According to the Pakistani newspaper Dawn, many of those on board the capsized boat off Western Sahara had also reportedly suffered torture before boarding the boat. It was not reported at the hands of whom.
The Spanish national police have been working with its Mauritanian counterparts to dismantle several of the locations where migrants tend to be held before boarding the boats for the final crossing.

At the end of summer, a boat carrying 174 people, including 48 Pakistanis, arrived on the Canary Islands, followed in October by another vessel with 76 migrants, including 65 Pakistanis and some Afghans.
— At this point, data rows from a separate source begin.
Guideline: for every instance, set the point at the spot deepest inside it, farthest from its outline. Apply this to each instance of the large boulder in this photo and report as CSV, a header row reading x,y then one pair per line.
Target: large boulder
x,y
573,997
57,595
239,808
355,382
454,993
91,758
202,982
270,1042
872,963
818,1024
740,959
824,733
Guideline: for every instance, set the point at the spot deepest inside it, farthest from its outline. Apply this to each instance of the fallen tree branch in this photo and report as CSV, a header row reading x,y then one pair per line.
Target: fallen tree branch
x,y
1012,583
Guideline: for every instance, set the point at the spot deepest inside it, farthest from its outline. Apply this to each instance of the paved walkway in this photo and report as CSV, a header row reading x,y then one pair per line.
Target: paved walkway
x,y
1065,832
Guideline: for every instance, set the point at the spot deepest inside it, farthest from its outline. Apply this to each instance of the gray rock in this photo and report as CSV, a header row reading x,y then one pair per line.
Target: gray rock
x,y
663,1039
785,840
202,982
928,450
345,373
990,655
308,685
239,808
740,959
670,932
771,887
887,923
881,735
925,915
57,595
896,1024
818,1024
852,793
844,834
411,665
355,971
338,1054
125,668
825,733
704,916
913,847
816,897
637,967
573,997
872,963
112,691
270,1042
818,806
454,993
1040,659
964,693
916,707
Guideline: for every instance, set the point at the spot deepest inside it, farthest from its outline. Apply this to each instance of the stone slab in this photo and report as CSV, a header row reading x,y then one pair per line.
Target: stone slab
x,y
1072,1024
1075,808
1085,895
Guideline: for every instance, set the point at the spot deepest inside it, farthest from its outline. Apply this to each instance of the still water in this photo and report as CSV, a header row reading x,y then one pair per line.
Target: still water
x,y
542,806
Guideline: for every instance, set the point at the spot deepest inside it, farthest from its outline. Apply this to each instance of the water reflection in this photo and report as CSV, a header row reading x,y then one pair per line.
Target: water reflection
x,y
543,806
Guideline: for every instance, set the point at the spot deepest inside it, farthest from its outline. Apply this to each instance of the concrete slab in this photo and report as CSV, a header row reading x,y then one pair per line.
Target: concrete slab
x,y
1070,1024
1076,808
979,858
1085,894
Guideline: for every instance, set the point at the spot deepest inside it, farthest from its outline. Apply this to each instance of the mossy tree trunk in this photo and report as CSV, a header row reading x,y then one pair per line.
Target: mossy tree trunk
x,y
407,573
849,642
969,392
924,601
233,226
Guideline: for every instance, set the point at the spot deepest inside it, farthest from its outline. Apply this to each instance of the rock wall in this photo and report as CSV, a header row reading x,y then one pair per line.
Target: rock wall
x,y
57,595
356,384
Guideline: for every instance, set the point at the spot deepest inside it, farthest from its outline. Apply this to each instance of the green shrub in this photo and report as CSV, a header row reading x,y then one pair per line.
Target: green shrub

In late November, Mauritanian police arrested 125 Pakistani migrants in Nouakchott who reportedly intended to reach the Canary Islands.
Some boats that have set off from the coasts of West Africa have even ended up weeks or months later in the Caribbean, with just dead bodies on board. Other migrants who have managed to arrive on the Canary Islands have reported fellow travelers dying en route, or even passing “ghost ships” in the Atlantic with just corpses of those who perhaps lost their way and died of thirst and hunger before reaching land.
InfoMigrants asked the Pakistani embassy in Morocco for comment on this new route and any additional information they might have regarding the Pakistani survivors involved in the latest incident, but at the time of publication had not yet received a response.